En el bar del vestíbulo, lejos del brillo del salón principal, el ambiente era más relajado.
Rodrigo Ibáñez estaba recostado en un sofá de cuero, con una copa de whisky en la mano, rodeado de un par de amigos.
—Esa Valeria Campos es una fiera, ¿eh? —comentó uno de ellos, impresionado—. Alcázar debe tenerla en un pedestal. No le negó ni un capricho.
—Es inteligente y hermosa. Sabe lo que quiere y cómo conseguirlo —añadió el otro—. Una mujer así es un trofeo.
Rodrigo dio un sorbo a su bebida, una sonrisa de suficiencia en sus labios.
—A diferencia de la otra.
—¿Te refieres a la esposa? —preguntó el primer amigo—. ¿Camila Elizalde?
Rodrigo resopló.
—Por favor. ¿La vieron? Sentada en un rincón toda la noche, con cara de funeral. Cero personalidad. Es bonita, sí, pero de una forma aburrida. Es como un mueble caro pero sin alma. No me extraña que Alcázar la haya cambiado.
Justo en ese momento, Valeria pasó junto a su grupo, de camino al tocador.
Escuchó la conversación. Una sonrisa satisfecha se dibujó en su rostro. Se detuvo un instante, y su mirada se encontró con la de Rodrigo. Le dedicó un asentimiento casi imperceptible, un gesto de complicidad entre ganadores.

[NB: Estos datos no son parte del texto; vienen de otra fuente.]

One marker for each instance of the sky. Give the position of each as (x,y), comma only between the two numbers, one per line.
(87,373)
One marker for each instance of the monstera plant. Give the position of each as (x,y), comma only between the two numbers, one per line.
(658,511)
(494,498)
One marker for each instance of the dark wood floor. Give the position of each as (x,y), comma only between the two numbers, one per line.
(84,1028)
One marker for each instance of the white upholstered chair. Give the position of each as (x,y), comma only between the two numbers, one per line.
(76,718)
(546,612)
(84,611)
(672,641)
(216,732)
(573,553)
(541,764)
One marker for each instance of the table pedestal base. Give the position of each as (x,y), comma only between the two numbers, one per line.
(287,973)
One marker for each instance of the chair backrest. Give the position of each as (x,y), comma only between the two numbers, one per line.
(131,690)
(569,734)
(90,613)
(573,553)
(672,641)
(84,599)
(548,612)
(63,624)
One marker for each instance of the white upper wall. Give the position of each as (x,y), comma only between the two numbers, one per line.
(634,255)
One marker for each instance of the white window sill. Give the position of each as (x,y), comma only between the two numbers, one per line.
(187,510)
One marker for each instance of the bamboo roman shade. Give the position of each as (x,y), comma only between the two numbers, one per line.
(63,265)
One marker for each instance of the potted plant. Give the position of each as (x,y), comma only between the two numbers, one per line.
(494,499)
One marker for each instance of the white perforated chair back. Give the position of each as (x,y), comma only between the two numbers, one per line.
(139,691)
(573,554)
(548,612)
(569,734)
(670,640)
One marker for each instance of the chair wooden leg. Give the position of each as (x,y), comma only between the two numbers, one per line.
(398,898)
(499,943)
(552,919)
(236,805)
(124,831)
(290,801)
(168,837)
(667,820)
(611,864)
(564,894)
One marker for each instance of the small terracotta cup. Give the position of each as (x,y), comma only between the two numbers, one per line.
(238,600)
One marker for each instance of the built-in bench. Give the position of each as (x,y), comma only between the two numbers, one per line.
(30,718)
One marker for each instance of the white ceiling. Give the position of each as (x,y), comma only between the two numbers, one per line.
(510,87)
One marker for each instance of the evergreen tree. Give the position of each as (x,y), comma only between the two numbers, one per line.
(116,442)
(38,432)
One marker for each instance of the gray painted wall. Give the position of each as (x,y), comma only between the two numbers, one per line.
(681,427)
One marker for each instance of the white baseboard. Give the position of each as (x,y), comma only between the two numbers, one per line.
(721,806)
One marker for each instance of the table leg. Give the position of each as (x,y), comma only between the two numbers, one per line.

Carla arrastró a Camila hacia una pequeña área de descanso cerca de la salida, lejos de las miradas curiosas.
Estaba temblando de rabia.
—¡No puedo creerlo! ¡No puedo creer la crueldad, la humillación! ¡Hacerte eso en público! ¡Y colgarte el teléfono! ¡Es un monstruo!
Le tendió a Camila una botella de agua.
—¿Estás bien? Di algo, por favor. Me estás asustando con ese silencio.
Camila tomó el agua y bebió un largo sorbo. Sus manos estaban firmes. Su rostro, sereno.
—Estoy bien, Carla.
—¡No, no estás bien! ¿Cómo podrías estarlo? ¡Cualquiera estaría destrozada!
Camila la miró, y por primera vez esa noche, una pequeña y extraña sonrisa apareció en sus labios. No era una sonrisa feliz. Era una sonrisa de liberación.